23/02/2018

Bill Shorten Says There's A 'Role For Coal' And Adani Mine Just 'Another Project'

The Guardian

Labor leader’s comments come during visit to Queensland and follow CFMEU’s warning that ALP’s blocking of Carmichael mine would open divisive debate
Protesters gather in front of Parliament House on 5 February to campaign against the Adani coalmine. Labor has shown public signals it intends to toughen its position on the project. Photograph: Michael Masters/Getty Images 
Bill Shorten has declared there is a role for coal in Australia, and characterised the controversial Adani coalmine as just “another project” as he digs in for several days visiting marginal coastal electorates in Queensland, trumpeting local infrastructure commitments.
The positive public signal from the Labor leader on the future of coal followed a warning last week by the CFMEU’s national president, Tony Maher, that any move by Labor to block Adani’s controversial Carmichael coalmine would expose Labor politically in Queensland, and open a divisive debate within the ALP about the future of coalmines in Australia.
Maher told Guardian Australia last week that promising to block the Adani project would raise questions, like “what do you do with the next [coalmine], and the next one, and the one after that?”
Shorten has sent a number of clear public signals since the end of January that Labor intends to toughen its position on the Adani project, and policy work has been under way internally since before Christmas.
But despite all the signalling – which started just before the resignation of the Labor MP David Feeney, a development triggering a byelection in the inner-Melbourne electorate of Batman, where local anti-Adani sentiment is a significant issue – thus far the federal ALP has not revealed any detail about how it might move to stop the project.
In Townsville on Monday, Shorten told local reporters there was a role for mining in Australia, and “there is a role for coal in Australia” and he echoed Maher’s description of Adani as just “another project”.
Last week, Maher told Guardian Australia: “I see no reason for Labor to toughen its position. Why win Batman and lose in central Queensland?”
“The environment groups have worked themselves up into a passion about [Adani]. I don’t know why. Adani is just another project and it should be judged on its merits.”
In Adelaide the shadow infrastructure minister, Anthony Albanese, told 5AA that Labor had not taken any decision to oppose the mine.
“That’s not the decision that we have made,” Albanese said. “We have certainly been very questioning about the project, about its financial viability, whether it will go ahead.
“We’ve been quite rightly questioning about the impact on water and some of the environmental consequences of the project,” he said.
“But Labor has to stand up for Labor values and one of the things about Labor values is about jobs and making sure the economy can function.”
Shorten said in Townsville, while unveiling an expansion of the local port, that Labor would stand up for “real blue-collar jobs” and the next “pipeline of work”.
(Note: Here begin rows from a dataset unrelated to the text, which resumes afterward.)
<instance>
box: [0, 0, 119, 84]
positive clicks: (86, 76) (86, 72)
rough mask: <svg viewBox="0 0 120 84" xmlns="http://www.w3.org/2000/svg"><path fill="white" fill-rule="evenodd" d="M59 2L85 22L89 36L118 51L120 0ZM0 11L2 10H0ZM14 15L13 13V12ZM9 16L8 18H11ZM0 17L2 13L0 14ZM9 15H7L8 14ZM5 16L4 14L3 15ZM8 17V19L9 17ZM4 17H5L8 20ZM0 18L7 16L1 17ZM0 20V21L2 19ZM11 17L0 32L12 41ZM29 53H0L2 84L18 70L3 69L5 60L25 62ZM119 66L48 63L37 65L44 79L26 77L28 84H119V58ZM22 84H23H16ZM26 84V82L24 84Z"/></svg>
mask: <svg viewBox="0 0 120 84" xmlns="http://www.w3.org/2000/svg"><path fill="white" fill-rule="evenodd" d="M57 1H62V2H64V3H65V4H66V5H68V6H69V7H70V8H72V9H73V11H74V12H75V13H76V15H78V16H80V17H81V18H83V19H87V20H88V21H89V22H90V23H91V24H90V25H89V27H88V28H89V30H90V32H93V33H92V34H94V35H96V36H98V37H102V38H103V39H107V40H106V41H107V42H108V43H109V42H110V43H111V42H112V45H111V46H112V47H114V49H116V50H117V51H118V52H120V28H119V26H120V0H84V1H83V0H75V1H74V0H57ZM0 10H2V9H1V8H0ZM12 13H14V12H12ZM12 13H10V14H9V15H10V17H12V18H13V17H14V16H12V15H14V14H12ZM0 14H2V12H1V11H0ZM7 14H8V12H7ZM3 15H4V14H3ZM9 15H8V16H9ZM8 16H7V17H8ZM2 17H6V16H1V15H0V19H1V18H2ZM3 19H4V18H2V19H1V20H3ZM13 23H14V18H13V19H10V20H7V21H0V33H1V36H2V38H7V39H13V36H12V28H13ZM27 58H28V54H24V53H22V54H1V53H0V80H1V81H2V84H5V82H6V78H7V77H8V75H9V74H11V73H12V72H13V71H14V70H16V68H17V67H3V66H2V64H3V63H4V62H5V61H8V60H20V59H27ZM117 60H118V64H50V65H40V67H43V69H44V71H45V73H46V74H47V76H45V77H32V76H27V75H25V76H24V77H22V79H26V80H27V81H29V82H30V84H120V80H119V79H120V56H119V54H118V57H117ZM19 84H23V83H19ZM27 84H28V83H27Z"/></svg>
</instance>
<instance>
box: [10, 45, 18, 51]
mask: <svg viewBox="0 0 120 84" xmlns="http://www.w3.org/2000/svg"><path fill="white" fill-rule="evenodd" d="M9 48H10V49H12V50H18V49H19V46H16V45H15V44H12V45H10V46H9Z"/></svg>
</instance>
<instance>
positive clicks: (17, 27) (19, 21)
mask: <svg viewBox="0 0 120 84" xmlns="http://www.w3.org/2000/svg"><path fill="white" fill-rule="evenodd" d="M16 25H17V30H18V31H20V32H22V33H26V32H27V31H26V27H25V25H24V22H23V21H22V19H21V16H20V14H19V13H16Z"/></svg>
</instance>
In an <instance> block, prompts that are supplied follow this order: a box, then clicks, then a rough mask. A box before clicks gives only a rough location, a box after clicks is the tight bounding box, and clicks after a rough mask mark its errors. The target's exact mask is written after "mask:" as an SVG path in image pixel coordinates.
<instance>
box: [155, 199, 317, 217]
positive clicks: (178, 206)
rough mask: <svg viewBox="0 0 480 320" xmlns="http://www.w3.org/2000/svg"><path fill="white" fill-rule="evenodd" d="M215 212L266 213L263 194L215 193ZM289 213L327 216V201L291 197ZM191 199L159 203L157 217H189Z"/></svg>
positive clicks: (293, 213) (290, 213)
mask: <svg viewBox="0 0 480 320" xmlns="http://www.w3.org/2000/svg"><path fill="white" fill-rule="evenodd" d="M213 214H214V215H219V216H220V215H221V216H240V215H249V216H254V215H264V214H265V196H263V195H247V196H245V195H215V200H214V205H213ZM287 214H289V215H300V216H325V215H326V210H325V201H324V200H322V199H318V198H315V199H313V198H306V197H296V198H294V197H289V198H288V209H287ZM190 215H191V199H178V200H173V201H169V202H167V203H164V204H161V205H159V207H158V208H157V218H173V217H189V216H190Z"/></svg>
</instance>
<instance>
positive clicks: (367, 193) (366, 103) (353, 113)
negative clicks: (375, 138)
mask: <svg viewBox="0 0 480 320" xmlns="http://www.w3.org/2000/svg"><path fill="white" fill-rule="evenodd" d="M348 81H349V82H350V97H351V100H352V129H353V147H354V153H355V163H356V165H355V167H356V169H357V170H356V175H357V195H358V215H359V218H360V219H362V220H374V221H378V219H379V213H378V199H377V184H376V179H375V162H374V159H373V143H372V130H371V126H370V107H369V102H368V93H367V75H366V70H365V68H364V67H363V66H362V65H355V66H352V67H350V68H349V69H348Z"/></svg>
He said of the Adani project that it was highly unlikely to get finance, and the promised jobs associated with the project had not materialised. The Labor leader said his party’s position on Adani was it “has to stack up commercially and environmentally”.
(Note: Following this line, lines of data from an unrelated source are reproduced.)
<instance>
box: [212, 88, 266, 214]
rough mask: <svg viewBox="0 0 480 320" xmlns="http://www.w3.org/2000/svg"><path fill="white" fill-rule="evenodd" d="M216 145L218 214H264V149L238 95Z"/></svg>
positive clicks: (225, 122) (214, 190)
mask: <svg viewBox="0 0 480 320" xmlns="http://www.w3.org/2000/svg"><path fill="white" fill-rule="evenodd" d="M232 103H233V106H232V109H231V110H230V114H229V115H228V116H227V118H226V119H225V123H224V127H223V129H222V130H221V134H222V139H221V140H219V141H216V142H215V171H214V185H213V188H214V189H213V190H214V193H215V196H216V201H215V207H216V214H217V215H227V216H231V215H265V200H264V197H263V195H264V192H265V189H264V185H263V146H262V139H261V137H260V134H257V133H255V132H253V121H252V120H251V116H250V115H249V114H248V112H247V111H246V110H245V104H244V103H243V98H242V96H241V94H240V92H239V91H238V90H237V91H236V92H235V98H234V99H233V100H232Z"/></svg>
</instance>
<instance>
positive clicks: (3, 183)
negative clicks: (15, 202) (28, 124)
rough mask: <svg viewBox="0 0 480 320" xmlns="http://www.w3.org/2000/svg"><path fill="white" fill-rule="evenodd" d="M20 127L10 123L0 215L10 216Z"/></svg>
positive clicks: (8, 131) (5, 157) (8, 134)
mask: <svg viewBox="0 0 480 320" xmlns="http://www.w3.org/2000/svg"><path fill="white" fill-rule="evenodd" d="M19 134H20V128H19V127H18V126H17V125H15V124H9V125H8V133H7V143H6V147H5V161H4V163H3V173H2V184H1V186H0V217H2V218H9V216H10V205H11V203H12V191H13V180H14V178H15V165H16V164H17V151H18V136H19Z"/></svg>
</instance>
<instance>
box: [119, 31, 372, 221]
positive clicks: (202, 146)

There are a range of views within federal Labor about what to do about Adani. Labor sources have told Guardian Australia that internal consideration on legal mechanisms to potentially stop Adani remains ongoing, but the party is also focused on sending a clear message to Queensland that Labor will produce a regional industry policy that blue-collar workers can believe in.
The ALP and the Greens will go head to head in Batman, and anti-Adani activist groups are already active in the contest. Melbourne voters go to the polls on 17 March.